I always gained it all back plus 20 lbs.  Over the years, it got so discouraging, I just had to stop the dieting madness.  Anytime I swallowed any food, I had anxiety.  People were mean.  If I didn't order salad while we all went out to lunch or dinner together, there was judgement and criticizing behind my back.  WELL FUCK YOU people who did that to me for the past 10 years - and YOU KNOW WHO YOU ARE.  Fat discrimination in our culture sucks in general, but when it is your family and friends - it's just plain mean and defeats the purpose. It makes it even worse.


My weight-loss success feels good on many levels.  I think I am entering into that place in my weight-loss that is transforming from the ugly duckling into a swan kind of feeling.  What beauty I had was being hidden before, is now beginning to show on my physical form.  I am beginning to feel in balance.  I am sure that when I do make my goal weight, people may not even recognize me.  Isn't it weird how much image and identity plays a part in our lives? 

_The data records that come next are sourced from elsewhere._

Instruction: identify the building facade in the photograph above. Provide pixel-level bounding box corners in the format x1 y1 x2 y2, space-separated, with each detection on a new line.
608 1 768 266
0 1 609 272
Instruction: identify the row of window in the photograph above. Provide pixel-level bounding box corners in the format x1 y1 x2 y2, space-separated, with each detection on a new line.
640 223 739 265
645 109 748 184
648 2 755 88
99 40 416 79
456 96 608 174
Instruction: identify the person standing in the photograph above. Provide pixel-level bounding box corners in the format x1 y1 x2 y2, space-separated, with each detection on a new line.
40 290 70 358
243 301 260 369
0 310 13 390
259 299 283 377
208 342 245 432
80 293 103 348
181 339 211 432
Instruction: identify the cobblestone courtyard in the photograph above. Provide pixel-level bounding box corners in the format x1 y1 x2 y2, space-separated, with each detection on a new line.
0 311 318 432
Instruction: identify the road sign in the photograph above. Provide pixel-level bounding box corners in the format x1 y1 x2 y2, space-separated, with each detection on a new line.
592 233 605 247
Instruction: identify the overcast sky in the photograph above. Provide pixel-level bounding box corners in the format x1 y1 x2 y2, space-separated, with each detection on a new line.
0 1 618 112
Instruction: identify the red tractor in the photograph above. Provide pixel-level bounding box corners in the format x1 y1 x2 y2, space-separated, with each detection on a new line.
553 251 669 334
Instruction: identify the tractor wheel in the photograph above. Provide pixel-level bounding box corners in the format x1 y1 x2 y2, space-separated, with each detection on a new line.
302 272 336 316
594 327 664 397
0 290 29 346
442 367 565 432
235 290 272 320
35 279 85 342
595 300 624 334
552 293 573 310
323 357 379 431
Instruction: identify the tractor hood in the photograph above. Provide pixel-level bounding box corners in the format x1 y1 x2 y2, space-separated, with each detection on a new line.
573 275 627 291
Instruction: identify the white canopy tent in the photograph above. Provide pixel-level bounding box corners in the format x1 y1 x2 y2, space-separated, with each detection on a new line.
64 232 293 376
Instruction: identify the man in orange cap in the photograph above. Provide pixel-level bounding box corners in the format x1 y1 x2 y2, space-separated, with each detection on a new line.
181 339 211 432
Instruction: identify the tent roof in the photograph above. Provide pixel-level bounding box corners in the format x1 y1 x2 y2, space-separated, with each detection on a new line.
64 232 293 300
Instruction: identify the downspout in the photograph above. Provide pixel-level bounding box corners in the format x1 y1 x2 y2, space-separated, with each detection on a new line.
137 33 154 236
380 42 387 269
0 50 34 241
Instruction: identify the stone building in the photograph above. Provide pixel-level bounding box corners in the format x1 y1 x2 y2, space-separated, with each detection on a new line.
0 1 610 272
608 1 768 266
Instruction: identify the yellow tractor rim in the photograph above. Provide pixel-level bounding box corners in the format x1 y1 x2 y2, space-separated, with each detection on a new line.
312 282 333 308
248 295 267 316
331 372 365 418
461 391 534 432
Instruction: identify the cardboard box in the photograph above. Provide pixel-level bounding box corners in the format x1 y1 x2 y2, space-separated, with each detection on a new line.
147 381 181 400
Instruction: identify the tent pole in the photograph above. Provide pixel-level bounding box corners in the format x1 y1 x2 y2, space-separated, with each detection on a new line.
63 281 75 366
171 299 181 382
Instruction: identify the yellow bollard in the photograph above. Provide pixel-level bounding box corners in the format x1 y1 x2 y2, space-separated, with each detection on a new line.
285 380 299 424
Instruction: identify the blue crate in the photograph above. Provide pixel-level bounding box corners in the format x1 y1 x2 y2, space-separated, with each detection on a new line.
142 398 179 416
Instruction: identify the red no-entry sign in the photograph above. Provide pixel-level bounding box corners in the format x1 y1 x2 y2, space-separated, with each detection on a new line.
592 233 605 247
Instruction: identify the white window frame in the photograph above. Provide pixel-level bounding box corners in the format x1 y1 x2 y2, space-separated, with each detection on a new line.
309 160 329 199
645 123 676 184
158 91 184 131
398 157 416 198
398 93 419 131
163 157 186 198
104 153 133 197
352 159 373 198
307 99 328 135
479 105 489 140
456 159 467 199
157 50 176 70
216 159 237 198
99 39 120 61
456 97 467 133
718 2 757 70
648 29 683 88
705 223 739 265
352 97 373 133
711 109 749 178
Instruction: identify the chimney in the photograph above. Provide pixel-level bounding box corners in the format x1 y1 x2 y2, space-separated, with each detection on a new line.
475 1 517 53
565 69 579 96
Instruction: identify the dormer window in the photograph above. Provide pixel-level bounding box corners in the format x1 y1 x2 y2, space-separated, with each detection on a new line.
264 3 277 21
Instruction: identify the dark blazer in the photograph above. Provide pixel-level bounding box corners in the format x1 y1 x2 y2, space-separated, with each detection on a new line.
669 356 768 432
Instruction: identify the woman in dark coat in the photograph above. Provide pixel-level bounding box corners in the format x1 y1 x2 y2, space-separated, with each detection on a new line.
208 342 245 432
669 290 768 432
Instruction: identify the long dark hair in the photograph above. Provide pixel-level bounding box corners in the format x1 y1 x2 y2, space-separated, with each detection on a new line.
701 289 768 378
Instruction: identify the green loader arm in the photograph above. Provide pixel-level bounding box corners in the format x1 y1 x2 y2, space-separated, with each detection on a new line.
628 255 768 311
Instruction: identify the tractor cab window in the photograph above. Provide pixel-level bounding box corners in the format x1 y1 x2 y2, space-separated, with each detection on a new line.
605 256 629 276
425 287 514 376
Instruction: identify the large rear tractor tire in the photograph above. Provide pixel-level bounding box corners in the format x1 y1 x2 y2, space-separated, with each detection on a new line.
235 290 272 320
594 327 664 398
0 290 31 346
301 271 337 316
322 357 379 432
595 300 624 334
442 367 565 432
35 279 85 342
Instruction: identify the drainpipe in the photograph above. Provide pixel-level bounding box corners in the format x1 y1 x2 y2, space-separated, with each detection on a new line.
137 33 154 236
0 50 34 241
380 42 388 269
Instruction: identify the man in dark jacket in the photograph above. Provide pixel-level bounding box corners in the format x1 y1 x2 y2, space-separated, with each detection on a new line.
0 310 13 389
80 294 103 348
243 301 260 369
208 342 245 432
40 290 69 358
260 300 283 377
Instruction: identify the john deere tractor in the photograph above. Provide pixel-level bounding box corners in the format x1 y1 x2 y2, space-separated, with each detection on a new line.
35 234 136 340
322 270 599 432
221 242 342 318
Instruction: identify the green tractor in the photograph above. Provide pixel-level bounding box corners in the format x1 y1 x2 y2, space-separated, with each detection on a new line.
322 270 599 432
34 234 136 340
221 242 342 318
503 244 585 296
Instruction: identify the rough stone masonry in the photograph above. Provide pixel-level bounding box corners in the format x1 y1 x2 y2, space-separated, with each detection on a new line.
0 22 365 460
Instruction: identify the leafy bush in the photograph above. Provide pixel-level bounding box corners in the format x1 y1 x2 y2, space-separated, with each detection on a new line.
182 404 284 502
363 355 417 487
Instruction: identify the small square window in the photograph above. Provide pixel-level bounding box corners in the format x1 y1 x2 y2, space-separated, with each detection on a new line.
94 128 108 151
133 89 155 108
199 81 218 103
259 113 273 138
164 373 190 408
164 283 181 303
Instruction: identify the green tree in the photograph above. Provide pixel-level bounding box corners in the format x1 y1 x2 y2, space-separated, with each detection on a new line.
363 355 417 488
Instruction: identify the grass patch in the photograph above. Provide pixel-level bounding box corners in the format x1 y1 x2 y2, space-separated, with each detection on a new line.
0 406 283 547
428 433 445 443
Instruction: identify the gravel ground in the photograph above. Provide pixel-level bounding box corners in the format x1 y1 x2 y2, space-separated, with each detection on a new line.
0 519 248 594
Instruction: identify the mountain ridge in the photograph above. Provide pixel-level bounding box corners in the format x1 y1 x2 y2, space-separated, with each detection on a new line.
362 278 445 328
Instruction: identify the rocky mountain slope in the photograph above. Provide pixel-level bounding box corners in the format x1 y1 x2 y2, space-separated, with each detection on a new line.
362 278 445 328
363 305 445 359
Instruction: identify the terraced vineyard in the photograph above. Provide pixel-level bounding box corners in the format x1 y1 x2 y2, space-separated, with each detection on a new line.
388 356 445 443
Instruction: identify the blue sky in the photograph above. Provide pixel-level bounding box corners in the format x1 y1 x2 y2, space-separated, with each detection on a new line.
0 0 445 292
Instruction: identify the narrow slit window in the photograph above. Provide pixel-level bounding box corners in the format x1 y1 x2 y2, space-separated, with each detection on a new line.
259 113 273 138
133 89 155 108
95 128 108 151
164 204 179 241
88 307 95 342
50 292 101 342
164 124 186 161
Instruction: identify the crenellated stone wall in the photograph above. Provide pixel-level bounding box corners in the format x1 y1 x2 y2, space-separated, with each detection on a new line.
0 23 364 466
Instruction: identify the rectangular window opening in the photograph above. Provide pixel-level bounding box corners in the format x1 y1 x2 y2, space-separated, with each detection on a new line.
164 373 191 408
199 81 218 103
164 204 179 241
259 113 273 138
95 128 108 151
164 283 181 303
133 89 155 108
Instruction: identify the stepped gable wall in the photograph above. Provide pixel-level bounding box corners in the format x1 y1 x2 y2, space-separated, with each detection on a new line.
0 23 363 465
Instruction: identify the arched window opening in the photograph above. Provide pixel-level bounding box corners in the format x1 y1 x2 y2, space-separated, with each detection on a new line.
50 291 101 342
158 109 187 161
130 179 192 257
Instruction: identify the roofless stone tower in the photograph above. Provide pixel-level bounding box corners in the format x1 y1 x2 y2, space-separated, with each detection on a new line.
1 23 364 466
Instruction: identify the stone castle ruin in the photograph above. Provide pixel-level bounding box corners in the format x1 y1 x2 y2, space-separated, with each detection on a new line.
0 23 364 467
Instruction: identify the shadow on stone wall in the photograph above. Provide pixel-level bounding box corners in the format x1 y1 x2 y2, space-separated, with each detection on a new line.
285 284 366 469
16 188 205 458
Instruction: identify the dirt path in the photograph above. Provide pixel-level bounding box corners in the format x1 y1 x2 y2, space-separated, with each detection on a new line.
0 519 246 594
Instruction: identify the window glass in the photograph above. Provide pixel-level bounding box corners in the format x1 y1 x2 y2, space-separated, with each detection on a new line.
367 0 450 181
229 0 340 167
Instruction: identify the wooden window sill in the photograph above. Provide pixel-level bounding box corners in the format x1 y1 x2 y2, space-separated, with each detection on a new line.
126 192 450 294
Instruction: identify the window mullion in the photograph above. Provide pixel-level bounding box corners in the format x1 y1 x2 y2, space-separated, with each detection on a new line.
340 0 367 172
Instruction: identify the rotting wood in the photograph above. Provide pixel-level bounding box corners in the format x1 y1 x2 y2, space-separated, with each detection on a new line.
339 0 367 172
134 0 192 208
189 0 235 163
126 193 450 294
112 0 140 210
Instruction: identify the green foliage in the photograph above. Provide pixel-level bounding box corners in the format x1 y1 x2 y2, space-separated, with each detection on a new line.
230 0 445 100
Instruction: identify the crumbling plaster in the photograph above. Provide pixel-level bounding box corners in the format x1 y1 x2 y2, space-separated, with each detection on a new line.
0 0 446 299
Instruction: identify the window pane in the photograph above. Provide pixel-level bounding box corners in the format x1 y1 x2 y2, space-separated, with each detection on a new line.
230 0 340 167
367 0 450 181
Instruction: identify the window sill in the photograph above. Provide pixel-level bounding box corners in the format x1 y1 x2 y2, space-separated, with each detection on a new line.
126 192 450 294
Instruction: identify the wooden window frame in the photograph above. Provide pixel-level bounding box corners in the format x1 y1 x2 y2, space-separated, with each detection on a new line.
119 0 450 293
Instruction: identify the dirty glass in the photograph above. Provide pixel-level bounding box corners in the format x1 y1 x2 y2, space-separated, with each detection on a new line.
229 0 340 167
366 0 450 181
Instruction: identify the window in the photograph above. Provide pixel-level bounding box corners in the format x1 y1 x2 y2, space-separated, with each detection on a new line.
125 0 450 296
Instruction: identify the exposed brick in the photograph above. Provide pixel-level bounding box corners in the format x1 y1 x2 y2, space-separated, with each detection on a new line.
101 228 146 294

My ego is still the same lame chattering thing it always was, but I am still that quiet soft kind spark of light animating this floppy skin suit around for a few more years. I gotta take care of this meat bag so the quality of life from here on out will be as good as I can make it. 

Being lighter on my feet feels much better overall physically and emotionally.

So if you are reading this and are as fat as hell and just can't take it anymore- VSG surgery is a great solution for BIG NUMBER weight-loss.   I figure once I make my goal of 145 lbs. (which actually may be to low for my size, we will see)  I will gain some back and my body will settle into it's new weight set point long term.  Having a tiny tummy has been the best tool for big time weight-loss and we will see how it goes long term.  I heard some people have gained their weight back, but most VSGers people do not. I am going to make sure I don't.  I can still be the bartender and "Glamorously Camp" and stay on plan.

 IT'S WORKING!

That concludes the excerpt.